O desenvolvimento do personagem, aliás, é outro dos problemas de O Livro de Eli. Se o roteiro de Gary Whitta acerta ao não explicar como foi e o que causou a guerra (isso não tem importância à história), erra ao oferecer pouquíssimo material ao espectador para que ele possa construir uma ideia de quem seja o protagonista, onde ele aprendeu a lutar ou porque parece invencível. É difícil estabelecer uma identificação com Eli, tanto pelo fato de a plateia não saber qual o objetivo de sua caminhada quanto por simplesmente não conhecê-lo. Por consequência, a jornada do personagem não desperta qualquer emoção e, se o filme mantém interesse até o final, é graças à direção dos irmãos Hughes.

O estilo adotado pelos cineastas é, sem dúvida, o grande atrativo de O Livro de Eli. Os Hughes sabem qual mundo desejam apresentar à plateia e o entregam de forma extremamente eficaz. Mais do que isso, os diretores também demonstram criatividade na construção de ótimas cenas de ação, como a luta de Eli com os marginais, vista somente através de silhuetas, e o tiroteio na residência do casal de idosos. Este, aliás, é o único momento do filme que merece ser lembrado. Trata-se de uma sequência na qual os Hughes demonstram virtuosismo, acompanhando o tiroteio em um plano-sequência: a câmera circula entre o interior da casa, onde se encontram os mocinhos, e o exterior, onde estão os vilões, sem qualquer corte visível (claro que eles existem e há inserções de CGI, mas tudo é feito como se fosse uma única tomada).

É uma pena que este eficiente trabalho de direção seja jogado por terra assim que é conhecida a natureza do livro que dá título à obra. A partir deste momento, assistir O Livro de Eli é quase como sentar em um banco de igreja para acompanhar uma missa. O roteiro e os cineastas parecem tentar desesperadamente convencer a plateia que acreditar em Deus é o único caminho para a salvação. De forma praticamente inexplicável, a produção deixa de ser uma interessante visão sobre um futuro pós-apocalíptico para se tornar uma descarada panfletagem religiosa cristã, como se tivesse o objetivo de conquistar mais fiéis seguidores.

Não que este aspecto não pudesse estar presente na produção. Em certo momento, por exemplo, o vilão afirma que “o livro é uma arma”. Nesta fala está a semente para um tema que poderia fazer de O Livro de Eli um filme capaz de, além de entreter, gerar uma discussão relevante.
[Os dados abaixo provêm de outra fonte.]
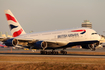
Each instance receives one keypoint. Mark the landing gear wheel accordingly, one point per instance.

A religião é uma arma, uma forma de se dominar o povo, como acredita Carnegie, ou é o caminho para a luz e para a salvação, tal qual Eli a enxerga? É uma pena que falte ousadia aos responsáveis pelo filme para levar esta reflexão adiante; eles optaram por utilizar o ato final de O Livro de Eli como uma forma de enfiar goela abaixo do espectador sua visão religiosa – e, independente da crença de quem assiste o filme ou de esta visão estar certa ou não, é uma conclusão equivocada para a história.

Enquanto isso, no terreno das atuações, o único que capaz de oferecer algo diferenciado é Gary Oldman. Ainda que a construção psicológica de seu vilão jamais fuja da superficialidade, Oldman (que, convenhamos, deveria interpretar somente bandidos) oferece intensidade e um grau de divertida psicopatia ao papel, relembrando o Stansfield de O Profissional, um dos melhores trabalhos de sua carreira. Já Denzel Washington está apenas eficiente como o protagonista, enquanto Mila Kunis se contenta em aparecer linda, mesmo que, naquele mundo, sua personagem provavelmente esteja há muito tempo sem tomar um banho decente.

De modo geral, O Livro de Eli é um entretenimento razoável, com diversos altos e baixos. Apesar de algumas derrapadas, os irmãos Hughes são habilidosos ao prender a atenção da plateia até o final, quando parecem vestir uma batina para uma pregação totalmente dispensável. No final das contas, fica a sensação de indiferença: o Apocalipse já foi melhor, mas também já foi pior.

Comentários (1)

Cristian Oliveira Bruno | sexta-feira, 29 de Novembro de 2013 - 13:47

A fotografia do filme é linda. Tamém achei um tanto forçada a conotação religiosa, mas não chega a ser absurda. Hoje, as igrejas parecem dominar um grande fatia de sociedade \"não-pensante\" e vem aumentando seus \"seguidores\" à cada dia.